Although Chandra retired from Memorial University of Newfoundland (MUN) under a cloud of suspicion, university officials did not charge him with research fraud. At least one university administrator admitted that Chandra's allegations of bias and threats of a lawsuit led to the termination of the university's investigation. Marilyn Harvey would later enter into legal proceedings against Memorial University, claiming that the lack of action by MUN against Chandra caused people to erroneously believe that her allegations against Chandra were unfounded. In response to the scandal, Memorial University later created the "Marilyn Harvey Award to Recognize the Importance of Research Ethics."

In 2015, Chandra filed a lawsuit against the CBC seeking damages for libel in relation to a news segment entitled "The Secret Life of Dr. Chandra," which detailed many of the allegations of scientific and medical fraud (see below) against Chandra. The Ontario Superior Court ruled that the CBC's defence, based upon fair comment and responsible journalism, were allowed to go to the jury. The jury found that the substance of the CBC broadcast was true, and dismissed Chandra's claim that in preparing the program the CBC had invaded his privacy. The court also ordered Chandra to pay $1.6 million to cover the CBC's legal fees. The presiding judge, Justice Graeme Mew, wrote in the opinion of the court: "Tactically, Dr. Chandra played a high stakes game. The phrase, 'live by the sword, die by the sword' comes to mind. In the end, he failed abjectly."
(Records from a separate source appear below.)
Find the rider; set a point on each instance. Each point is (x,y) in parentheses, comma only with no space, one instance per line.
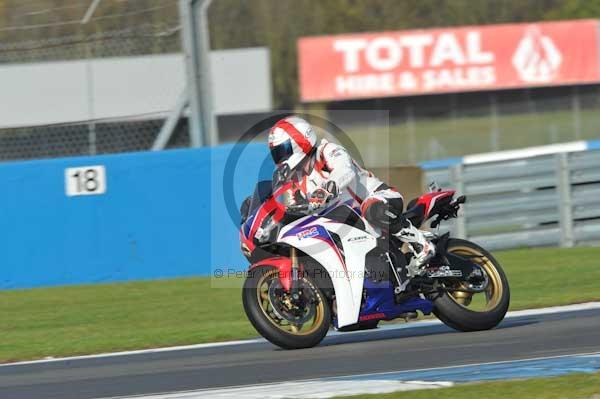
(326,169)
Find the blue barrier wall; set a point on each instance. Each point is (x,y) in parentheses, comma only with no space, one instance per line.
(163,215)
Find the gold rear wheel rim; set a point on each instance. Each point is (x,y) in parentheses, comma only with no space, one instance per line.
(309,327)
(488,299)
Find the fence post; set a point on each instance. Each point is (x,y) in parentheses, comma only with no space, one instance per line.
(456,175)
(565,203)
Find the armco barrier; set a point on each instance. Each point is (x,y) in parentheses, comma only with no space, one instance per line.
(155,220)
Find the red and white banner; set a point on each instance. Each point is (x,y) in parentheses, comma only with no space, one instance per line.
(448,60)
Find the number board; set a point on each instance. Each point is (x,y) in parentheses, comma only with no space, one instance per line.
(85,180)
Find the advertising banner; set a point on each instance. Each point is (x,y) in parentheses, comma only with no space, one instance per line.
(448,60)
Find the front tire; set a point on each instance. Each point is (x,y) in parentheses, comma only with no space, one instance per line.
(272,313)
(459,310)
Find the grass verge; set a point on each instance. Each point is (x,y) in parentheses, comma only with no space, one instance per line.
(578,386)
(66,321)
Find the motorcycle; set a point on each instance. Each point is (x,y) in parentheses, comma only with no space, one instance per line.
(310,270)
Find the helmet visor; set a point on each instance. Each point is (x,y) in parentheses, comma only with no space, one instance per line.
(281,153)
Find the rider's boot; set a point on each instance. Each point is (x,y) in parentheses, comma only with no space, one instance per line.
(422,248)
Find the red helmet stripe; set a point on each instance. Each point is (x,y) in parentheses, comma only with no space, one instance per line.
(296,135)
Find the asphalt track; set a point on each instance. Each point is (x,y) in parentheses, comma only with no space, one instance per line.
(383,350)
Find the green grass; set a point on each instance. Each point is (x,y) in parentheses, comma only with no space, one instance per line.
(578,386)
(99,318)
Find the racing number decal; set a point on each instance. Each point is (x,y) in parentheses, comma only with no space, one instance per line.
(85,180)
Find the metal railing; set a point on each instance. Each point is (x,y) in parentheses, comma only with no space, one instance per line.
(547,200)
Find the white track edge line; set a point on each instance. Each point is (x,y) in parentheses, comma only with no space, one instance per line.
(416,324)
(206,390)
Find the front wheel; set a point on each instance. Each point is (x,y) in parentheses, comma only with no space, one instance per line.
(290,323)
(467,311)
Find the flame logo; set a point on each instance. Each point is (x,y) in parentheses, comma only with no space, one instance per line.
(537,60)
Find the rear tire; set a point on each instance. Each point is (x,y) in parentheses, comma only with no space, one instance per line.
(267,324)
(458,316)
(361,325)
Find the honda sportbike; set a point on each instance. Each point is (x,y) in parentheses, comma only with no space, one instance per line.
(311,271)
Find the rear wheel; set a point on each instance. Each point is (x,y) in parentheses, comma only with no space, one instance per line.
(290,323)
(468,311)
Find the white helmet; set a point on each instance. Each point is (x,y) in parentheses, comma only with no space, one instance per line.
(291,140)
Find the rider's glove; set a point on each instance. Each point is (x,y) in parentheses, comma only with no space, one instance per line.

Chandra had been appointed in 1989 as an Officer in the Order of Canada. His membership in the Order of Canada was terminated on December 3, 2015.
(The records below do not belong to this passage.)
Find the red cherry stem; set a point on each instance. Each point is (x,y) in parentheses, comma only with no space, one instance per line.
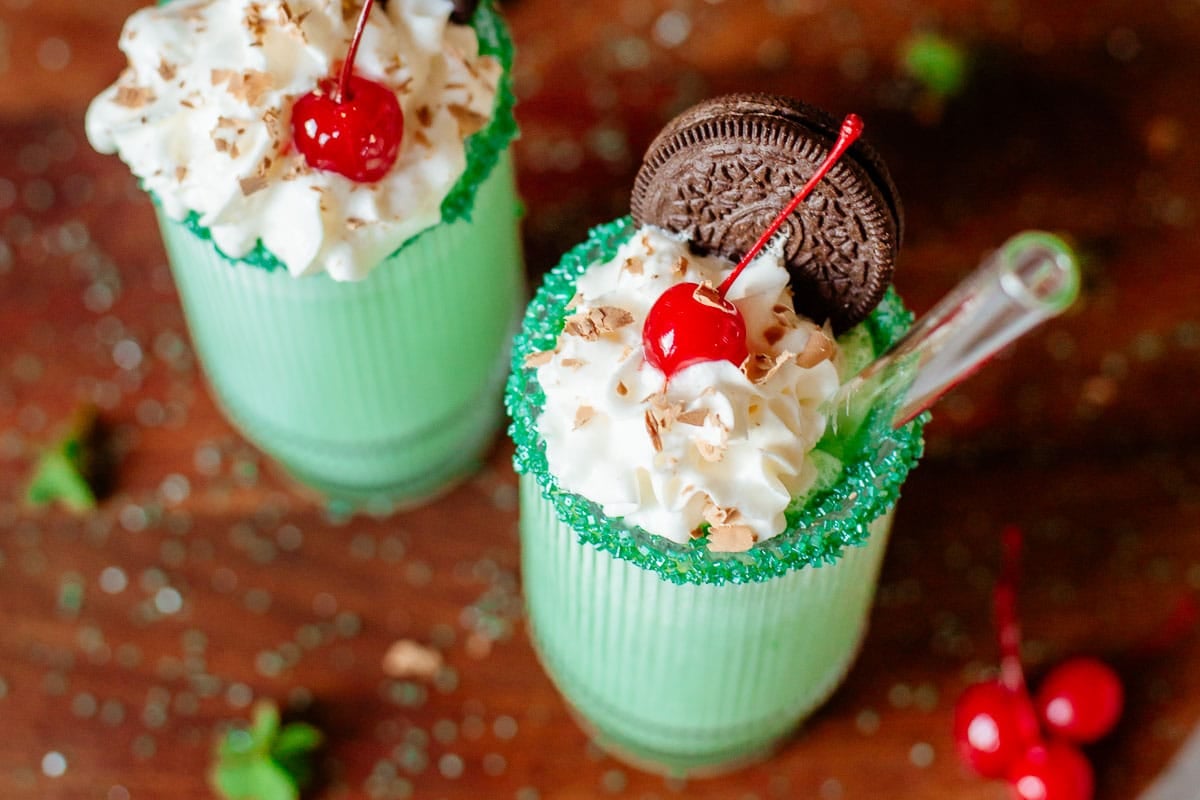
(851,128)
(1012,675)
(343,82)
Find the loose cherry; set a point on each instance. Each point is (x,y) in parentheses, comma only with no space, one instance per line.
(352,126)
(1080,699)
(994,726)
(1051,771)
(690,325)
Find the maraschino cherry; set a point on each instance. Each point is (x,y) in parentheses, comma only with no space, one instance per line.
(1055,770)
(691,323)
(353,125)
(994,720)
(995,723)
(1080,699)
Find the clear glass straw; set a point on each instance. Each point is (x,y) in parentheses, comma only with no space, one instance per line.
(1029,280)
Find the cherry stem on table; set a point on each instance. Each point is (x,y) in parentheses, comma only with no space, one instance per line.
(343,82)
(851,128)
(1012,675)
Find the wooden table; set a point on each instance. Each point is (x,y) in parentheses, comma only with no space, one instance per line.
(205,581)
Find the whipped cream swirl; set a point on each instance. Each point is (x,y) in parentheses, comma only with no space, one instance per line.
(717,443)
(202,115)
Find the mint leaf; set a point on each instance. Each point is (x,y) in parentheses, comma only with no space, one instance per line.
(264,762)
(939,64)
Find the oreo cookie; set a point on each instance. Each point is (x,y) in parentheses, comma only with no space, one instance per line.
(724,169)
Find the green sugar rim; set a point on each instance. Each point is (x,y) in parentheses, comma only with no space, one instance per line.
(817,531)
(483,148)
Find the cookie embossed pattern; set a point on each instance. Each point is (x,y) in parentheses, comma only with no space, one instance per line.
(701,582)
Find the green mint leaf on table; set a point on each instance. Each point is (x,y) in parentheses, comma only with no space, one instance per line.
(265,761)
(937,64)
(64,470)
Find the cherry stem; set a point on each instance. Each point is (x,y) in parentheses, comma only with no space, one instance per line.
(343,82)
(851,128)
(1009,630)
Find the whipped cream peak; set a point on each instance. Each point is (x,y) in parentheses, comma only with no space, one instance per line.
(202,115)
(718,444)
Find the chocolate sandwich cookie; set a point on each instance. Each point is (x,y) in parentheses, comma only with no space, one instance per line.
(721,172)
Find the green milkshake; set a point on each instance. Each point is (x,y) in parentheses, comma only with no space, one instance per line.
(352,300)
(700,547)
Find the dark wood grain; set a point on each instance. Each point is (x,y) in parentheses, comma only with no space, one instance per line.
(1079,118)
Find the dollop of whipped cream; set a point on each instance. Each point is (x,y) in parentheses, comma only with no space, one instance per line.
(718,443)
(203,116)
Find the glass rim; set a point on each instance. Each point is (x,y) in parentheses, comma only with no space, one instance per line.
(483,148)
(817,533)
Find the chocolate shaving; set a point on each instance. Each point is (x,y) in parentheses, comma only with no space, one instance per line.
(760,367)
(715,515)
(468,120)
(731,539)
(583,415)
(133,96)
(706,295)
(252,184)
(273,122)
(665,413)
(598,322)
(652,429)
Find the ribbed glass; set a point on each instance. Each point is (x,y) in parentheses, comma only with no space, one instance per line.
(677,659)
(383,386)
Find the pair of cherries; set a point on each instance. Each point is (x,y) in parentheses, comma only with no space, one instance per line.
(1001,731)
(689,325)
(352,125)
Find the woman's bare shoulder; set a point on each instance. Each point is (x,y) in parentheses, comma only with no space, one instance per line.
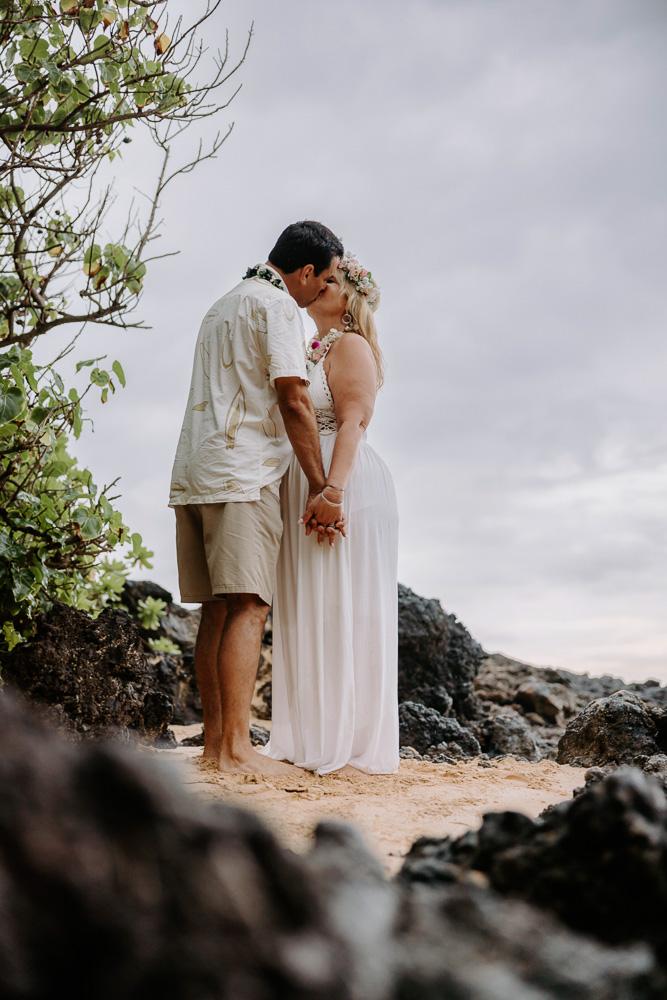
(351,347)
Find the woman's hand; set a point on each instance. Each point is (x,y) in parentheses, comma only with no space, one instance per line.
(324,515)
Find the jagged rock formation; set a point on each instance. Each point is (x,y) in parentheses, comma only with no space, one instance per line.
(116,882)
(457,700)
(437,657)
(96,677)
(618,729)
(425,729)
(598,862)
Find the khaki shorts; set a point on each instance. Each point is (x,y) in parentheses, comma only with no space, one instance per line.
(229,548)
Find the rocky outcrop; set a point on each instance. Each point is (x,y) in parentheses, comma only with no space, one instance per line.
(549,700)
(427,730)
(618,729)
(506,731)
(95,677)
(117,882)
(597,862)
(437,657)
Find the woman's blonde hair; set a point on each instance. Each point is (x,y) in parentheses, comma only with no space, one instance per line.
(363,321)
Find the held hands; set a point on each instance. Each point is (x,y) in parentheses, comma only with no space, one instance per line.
(324,515)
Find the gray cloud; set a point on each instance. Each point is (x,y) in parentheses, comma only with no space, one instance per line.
(500,166)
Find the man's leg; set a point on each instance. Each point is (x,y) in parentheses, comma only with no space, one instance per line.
(239,659)
(207,656)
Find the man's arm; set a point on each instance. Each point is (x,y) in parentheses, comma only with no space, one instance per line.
(299,418)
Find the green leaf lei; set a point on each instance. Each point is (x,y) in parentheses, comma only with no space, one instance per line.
(260,271)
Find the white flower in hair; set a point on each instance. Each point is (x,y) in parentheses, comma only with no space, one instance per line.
(361,278)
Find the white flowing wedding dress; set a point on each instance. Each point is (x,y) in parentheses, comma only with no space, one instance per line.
(335,619)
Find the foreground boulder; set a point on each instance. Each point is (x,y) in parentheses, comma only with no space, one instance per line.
(118,883)
(598,862)
(618,729)
(96,676)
== Investigation by College of Physicians and Surgeons of Ontario ==
Chandra is listed in the official directory of the College of Physicians and Surgeons of Ontario (CPSO) with a revocation of registration effective June 18, 2018. The Discipline Committee of the CPSO investigated allegations of fraud against Chandra, and found that he engaged in a multi-year scheme to defraud the Ontario Health Insurance Plan (OHIP) of over $2 million. College prosecutor Elisabeth Widner said, "[Chandra] targeted OHIP in a calculated fraud in which he used and induced patients and staff members by furnishing them with money and cheques for improper use in a billing scheme ... There was little to no medical services provided for the $2 million-plus..." The Committee report stated that Chandra's actions could be "reasonably [...] regarded by members as disgraceful, dishonourable or unprofessional." Along with revocation of Chandra's certificate of registration, the Committee ordered Chandra to pay over $51,000 in fines and College costs.